Title: Seventy years of screening for resistance to grape downy mildew – without consensus

item Cadle-Davidson, Lance

Submitted to: American Phytopathological Society Abstracts
Publication Type: Abstract Only
Publication Acceptance Date: 5/1/2008
Publication Date: N/A
Citation: N/A

Interpretive Summary:

Technical Abstract: Over the past 70 years, at least ten screens for resistance to grape downy mildew have been conducted around the world using uncharacterized populations of the pathogen Plasmopara viticola.

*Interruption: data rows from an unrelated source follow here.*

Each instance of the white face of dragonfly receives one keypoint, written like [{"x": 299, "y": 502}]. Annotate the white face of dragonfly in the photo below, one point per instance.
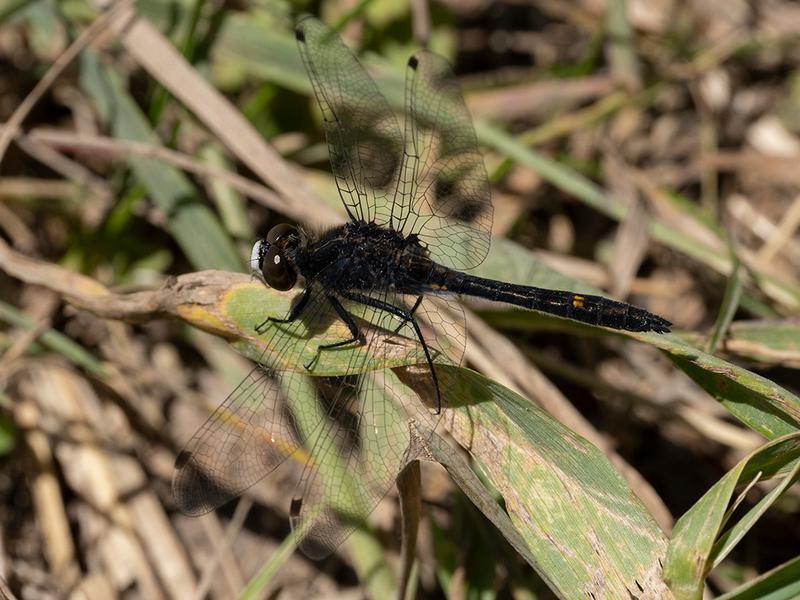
[{"x": 256, "y": 258}]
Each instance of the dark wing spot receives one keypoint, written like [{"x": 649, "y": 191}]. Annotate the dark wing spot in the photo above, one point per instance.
[
  {"x": 469, "y": 210},
  {"x": 183, "y": 457},
  {"x": 295, "y": 507}
]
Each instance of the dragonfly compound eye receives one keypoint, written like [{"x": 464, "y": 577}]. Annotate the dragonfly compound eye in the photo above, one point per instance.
[{"x": 276, "y": 269}]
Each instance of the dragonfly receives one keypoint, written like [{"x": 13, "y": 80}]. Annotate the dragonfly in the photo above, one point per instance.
[{"x": 383, "y": 285}]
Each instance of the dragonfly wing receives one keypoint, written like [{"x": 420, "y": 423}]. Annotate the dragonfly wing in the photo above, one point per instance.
[
  {"x": 364, "y": 139},
  {"x": 245, "y": 438},
  {"x": 451, "y": 206}
]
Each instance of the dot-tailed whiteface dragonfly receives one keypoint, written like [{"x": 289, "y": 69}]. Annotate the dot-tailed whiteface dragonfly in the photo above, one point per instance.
[{"x": 419, "y": 212}]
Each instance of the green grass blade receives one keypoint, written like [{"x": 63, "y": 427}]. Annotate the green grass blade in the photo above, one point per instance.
[
  {"x": 690, "y": 553},
  {"x": 781, "y": 583}
]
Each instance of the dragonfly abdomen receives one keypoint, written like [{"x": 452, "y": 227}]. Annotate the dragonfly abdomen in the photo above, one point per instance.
[{"x": 594, "y": 310}]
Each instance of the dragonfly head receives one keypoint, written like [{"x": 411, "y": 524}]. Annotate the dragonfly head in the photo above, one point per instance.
[{"x": 268, "y": 257}]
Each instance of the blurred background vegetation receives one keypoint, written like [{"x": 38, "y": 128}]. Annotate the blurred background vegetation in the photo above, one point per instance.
[{"x": 649, "y": 149}]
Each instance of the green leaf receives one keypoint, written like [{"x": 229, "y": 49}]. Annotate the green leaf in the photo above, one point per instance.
[
  {"x": 8, "y": 435},
  {"x": 569, "y": 513},
  {"x": 730, "y": 304},
  {"x": 692, "y": 550},
  {"x": 772, "y": 341},
  {"x": 781, "y": 583}
]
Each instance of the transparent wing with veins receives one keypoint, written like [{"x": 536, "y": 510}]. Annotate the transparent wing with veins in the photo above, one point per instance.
[{"x": 428, "y": 179}]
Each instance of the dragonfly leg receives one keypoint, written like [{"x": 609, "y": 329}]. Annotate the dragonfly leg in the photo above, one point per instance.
[
  {"x": 294, "y": 312},
  {"x": 356, "y": 335},
  {"x": 408, "y": 317}
]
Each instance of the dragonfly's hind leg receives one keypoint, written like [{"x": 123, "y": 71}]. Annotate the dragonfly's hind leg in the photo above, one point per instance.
[
  {"x": 408, "y": 317},
  {"x": 294, "y": 312},
  {"x": 356, "y": 335}
]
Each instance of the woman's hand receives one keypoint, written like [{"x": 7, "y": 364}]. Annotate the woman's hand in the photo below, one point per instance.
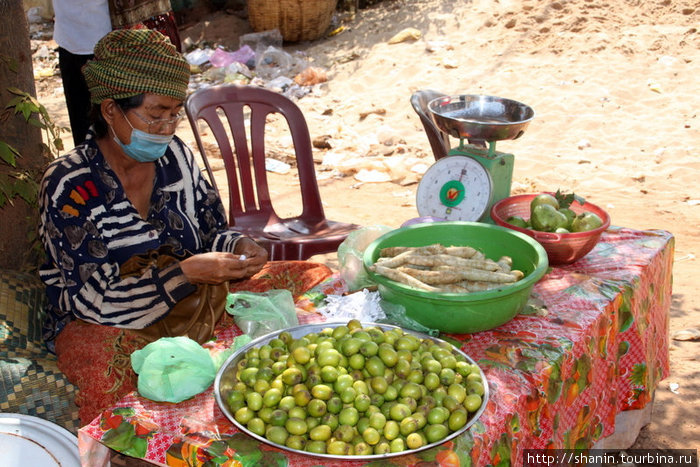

Summarizing the results into three categories (resistant, moderate, susceptible) for shared host genotypes, only 32% of the ratings corresponded, due to variable environment, pathogen source, or mislabeling of host genotype. To establish a baseline for controlled inoculation studies, a single isolate of P. viticola was inoculated in 2006 onto 883 genotypes of wild Vitis spp. and named cultivars. A second isolate was used in 2007, and ratings were consistent for 95% of genotypes across the two years. For the 89 shared host genotypes screened in this and previous studies, only 37% of the ratings corresponded. Resistant and susceptible genotypes were identified in every well-represented species except V. vinifera and V. acerifolia, which had only susceptible genotypes. Of the varieties previously screened in the U.S., only V. hybrid cvs. ‘Yates’ and ‘Concord’ were resistant or moderately resistant at all locations including this study. Grape breeders should test germplasm for downy mildew resistance in diverse environments to know the spectrum of resistance efficacy. Future screens should consider intraspecies variation in resistance, report identities for wild and cultivated genotypes, and carefully consider the genetics of the pathogen.